We can also use the str_replace and str_replace_all functions to delete part of a string by setting the replacement to the empty string "".

For example, suppose we want to delete the comma:

str_replace(x, ",", "")
## [1] "dogs are great dogs are fun" "dogs are fluffy"

In general, stringr functions with the _all suffix affect all matches. Functions without _all only affect the first match.

5.4 Date Processing

Besides strings, dates and times are another kind of data that require special attention to prepare for analysis. This is especially important if you want to do anything that involves sorting dates, like making a line plot with dates on one axis. Dates may not be sorted correctly if they haven’t been converted to one of R’s date classes.

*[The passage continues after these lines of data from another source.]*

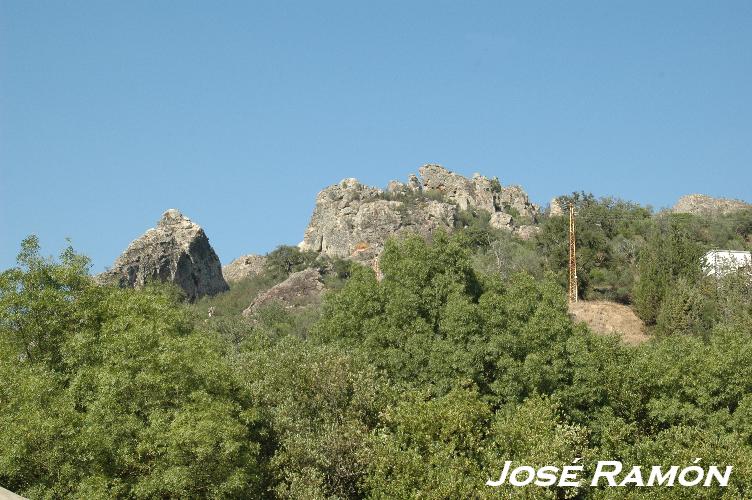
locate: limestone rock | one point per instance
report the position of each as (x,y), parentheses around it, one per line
(176,251)
(479,192)
(243,267)
(527,232)
(555,208)
(700,204)
(352,220)
(298,290)
(501,220)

There several built-in functions and also many packages for date processing. As with visualization and string processing, the Tidyverse packages have the best combination of simple design and clear documentation. There are three Tidyverse packages for processing dates and times:

  • lubridate, the primary package for working with dates and times
  • hms, a package specifically for working with times
  • clock, a new package for working with dates and times

We’ll focus on the lubridate package. As always, you’ll have to install the package if you haven’t already, and then load it:

# install.packages("lubridate")
library("lubridate")
## 
## Attaching package: 'lubridate'
## The following objects are masked from 'package:base':
## 
##     date, intersect, setdiff, union

The most common task is to convert a string into a date or time class. For instance, when you load a data set, you might have dates that look like this:

dates = c("Jan 10, 2021", "Sep 3, 2018", "Feb 28, 1982")
dates
## [1] "Jan 10, 2021" "Sep 3, 2018"  "Feb 28, 1982"

These are strings, so it’s relatively difficult to sort the dates, do arithmetic on them, or extract just one part (such as the year). There are several lubridate functions to automatically convert strings into dates. They are named with one letter for each part of the date. For instance, the dates in the example have the month (m), then the day (d), and then the year (y), so we can use the mdy function:

result = mdy(dates)
result
## [1] "2021-01-10" "2018-09-03" "1982-02-28"
class(result)
## [1] "Date"

Notice that the dates now have class Date, one of R’s built-in classes for representing dates, and that they print differently. You can find a full list of the automatic string to date conversion functions in the lubridate documentation.

Occasionally, a date string may have a format that lubridate can’t convert automatically. In that case, you can use the fast_strptime function to describe the format in detail. At a minimum, the function requires two arguments: the vector of strings to convert and a format string.

The format string describes the format of the dates, and is based on the syntax of strptime, a function provided by many programming languages for converting strings to dates (including R). In a format string, a percent sign % followed by a character is called a specification and has a special meaning. Here are a few of the most useful ones:

Specification Description January 29, 2015
%Y 4-digit year 2015
%y 2-digit year 15
%m 2-digit month 01
%B full month name January
%b short month name Jan
%d day of month 29
%% literal % %

You can find a complete list in ?fast_strptime. Other characters in the format string do not have any special meaning. Write the format string so that it matches the format of the dates you want to convert.

For example, let’s try converting an unusual time format:

odd_time = "6 minutes, 32 seconds after 10 o'clock"
fast_strptime(odd_time, "%M minutes, %S seconds after %H o'clock")
## [1] "0-01-01 10:06:32 UTC"

R usually represents dates with the class Date, and date-times with the classes POSIXct and POSIXlt. The difference between the two date-time classes is somewhat technical, but you can read more about it in ?POSIXlt.

There is no built-in class to represent times alone, which is why the result in the example above includes a date. Nonetheless, the hms package provides the hms class to represent times without dates.

Once you’ve converted a string to a date, the lubridate package provides a variety of functions to get or set the parts individually. Here are a few examples:

day(result)
## [1] 10  3 28
month(result)
## [1] 1 9 2

You can find a complete list in the lubridate documentation.